The author, Briana Blasko spent four years traversing through the hinterlands of India and Nepal to collate images for her book. She deliberately opted for the black and white visuals. “I just felt that the all colour process wasn’t working out. Even in some of the colour images like those of the Jain monks, I have kept the colours neutral,” says the San Francisco-born portrait photographer, who has been living in India for the past nine years.
Before we get to the origins of this book, let’s retrace Briana’s life from New York where she was based for 12 years and has been photographing dance for the New York Times. Her love affair with India began in 2003. “I came to Mysore to study Ashtanga yoga, and I have been a student of the same for the past 18 years. That was the beginning of my great love for India,” she recollects. Three years later, in 2006, Briana accompanied her dear friend and dancer, Sharmila Desai back to India. We had worked on many different projects. Sharmila was exploring the concept of combining Indian dance with fabric. Once we did the research on Indian dance, we saw the connection. I was so inspired by it, I decided to write about dance and textiles, but since I had little knowledge about Indian textiles, I was introduced to Uma Prajapathy, who has a company in Auroville called Varanasi Weavers and that’s how my first book, Dance of the Weave, came about. That was the initial impetus to come to India, I didn’t realise it would take me five years to complete the book,” she confesses. Soon, she was inspired by the idea of her second book, Within Without.
She describes this experience as a personal journey in the book. “A journey that perhaps began as an inquiry into my mother’s life choices. My mother has chosen a life filled with silence and contemplation, pursuing Buddhist studies on her own. My parents separated when I was five, and I grew up with my father. As a child, my mother’s world was largely foreign to me. Although I loved spending time in her Buddhist community, it was very removed from life with my father who had brought me up in ways that would allow me to face the world. I kept my mother’s life distanced for a long time because her path was so unusual and as a child I didn’t see how I could comingle these worlds. My mother spent several years of my childhood hand-binding books about the Buddhist dharma that were sent to monks living in India. Although she lived in a community, she eventually left it to find her own path.”
The title is reflective of her inner thought process during her journey to compile this book. “I was searching for something different. I was also wondering if I would finish the book and my experiences with the people were so profound, sometimes I didn’t take a picture and when I stopped taking pictures, I knew the book was complete.
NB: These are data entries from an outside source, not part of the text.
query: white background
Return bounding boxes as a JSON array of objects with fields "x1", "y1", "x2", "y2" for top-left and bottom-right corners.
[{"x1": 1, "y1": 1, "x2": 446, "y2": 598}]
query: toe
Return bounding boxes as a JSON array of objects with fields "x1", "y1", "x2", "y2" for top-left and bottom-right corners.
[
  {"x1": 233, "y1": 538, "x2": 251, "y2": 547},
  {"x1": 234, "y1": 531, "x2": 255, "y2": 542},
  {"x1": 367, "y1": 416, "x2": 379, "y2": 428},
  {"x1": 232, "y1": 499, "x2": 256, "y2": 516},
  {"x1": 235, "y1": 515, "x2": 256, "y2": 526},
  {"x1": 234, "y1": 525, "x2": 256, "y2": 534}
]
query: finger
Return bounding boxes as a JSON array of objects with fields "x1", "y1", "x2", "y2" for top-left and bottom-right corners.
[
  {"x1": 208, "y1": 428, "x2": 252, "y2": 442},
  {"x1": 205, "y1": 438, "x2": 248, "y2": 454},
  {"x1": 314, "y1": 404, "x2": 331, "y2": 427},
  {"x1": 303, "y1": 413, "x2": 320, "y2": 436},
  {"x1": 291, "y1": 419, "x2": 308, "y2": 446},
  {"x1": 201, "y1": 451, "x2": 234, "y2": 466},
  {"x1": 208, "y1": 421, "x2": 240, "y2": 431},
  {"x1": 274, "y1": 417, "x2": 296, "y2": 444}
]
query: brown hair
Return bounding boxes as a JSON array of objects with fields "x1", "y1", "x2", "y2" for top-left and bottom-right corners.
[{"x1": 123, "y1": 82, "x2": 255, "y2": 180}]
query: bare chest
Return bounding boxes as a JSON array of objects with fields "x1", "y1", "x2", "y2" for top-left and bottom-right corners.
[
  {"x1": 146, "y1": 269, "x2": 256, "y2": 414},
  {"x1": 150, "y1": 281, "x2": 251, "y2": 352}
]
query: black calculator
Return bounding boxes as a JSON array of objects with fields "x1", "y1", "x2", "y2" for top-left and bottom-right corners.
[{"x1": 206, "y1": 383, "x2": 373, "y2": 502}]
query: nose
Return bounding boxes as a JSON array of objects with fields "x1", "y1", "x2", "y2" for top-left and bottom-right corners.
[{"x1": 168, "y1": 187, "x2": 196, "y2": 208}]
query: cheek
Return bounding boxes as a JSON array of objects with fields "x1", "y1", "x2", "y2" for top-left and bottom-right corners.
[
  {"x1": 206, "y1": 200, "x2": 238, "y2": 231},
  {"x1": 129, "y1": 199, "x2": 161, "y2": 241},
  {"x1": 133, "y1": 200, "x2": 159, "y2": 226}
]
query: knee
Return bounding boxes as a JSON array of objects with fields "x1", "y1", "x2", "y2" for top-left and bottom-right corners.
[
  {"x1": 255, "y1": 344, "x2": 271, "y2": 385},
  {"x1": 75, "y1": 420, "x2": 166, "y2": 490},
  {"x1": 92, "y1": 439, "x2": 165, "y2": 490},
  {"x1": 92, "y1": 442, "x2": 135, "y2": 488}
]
The title comes from, going back and forth in doing and not doing, in taking that picture and not taking that picture.”
Briana set out on this quest for finding the right images with the help of her mother’s teacher’s daughter. “She has a monastery near Varanasi and was my mentor from the inception. I met all the Buddhists through her. Jains are predominant in this book. I met them spontaneously in Kolkata. I heard that the Jain monks were staying there in the monsoons. It happened very organically, I got along well, and they invited me to come back. For two years, I met them in different locations. I’m still in touch though it’s not easy, as they have no cellphones,” she recounts.
Now that the book is over, Briana plans to take some time out to herself. She has dedicated this book to her mother as she lost her father last year. “My dad passed away last year so I decided to dedicate this book to my mother. Parents really shape our lives,” she says. And we couldn’t agree more with her.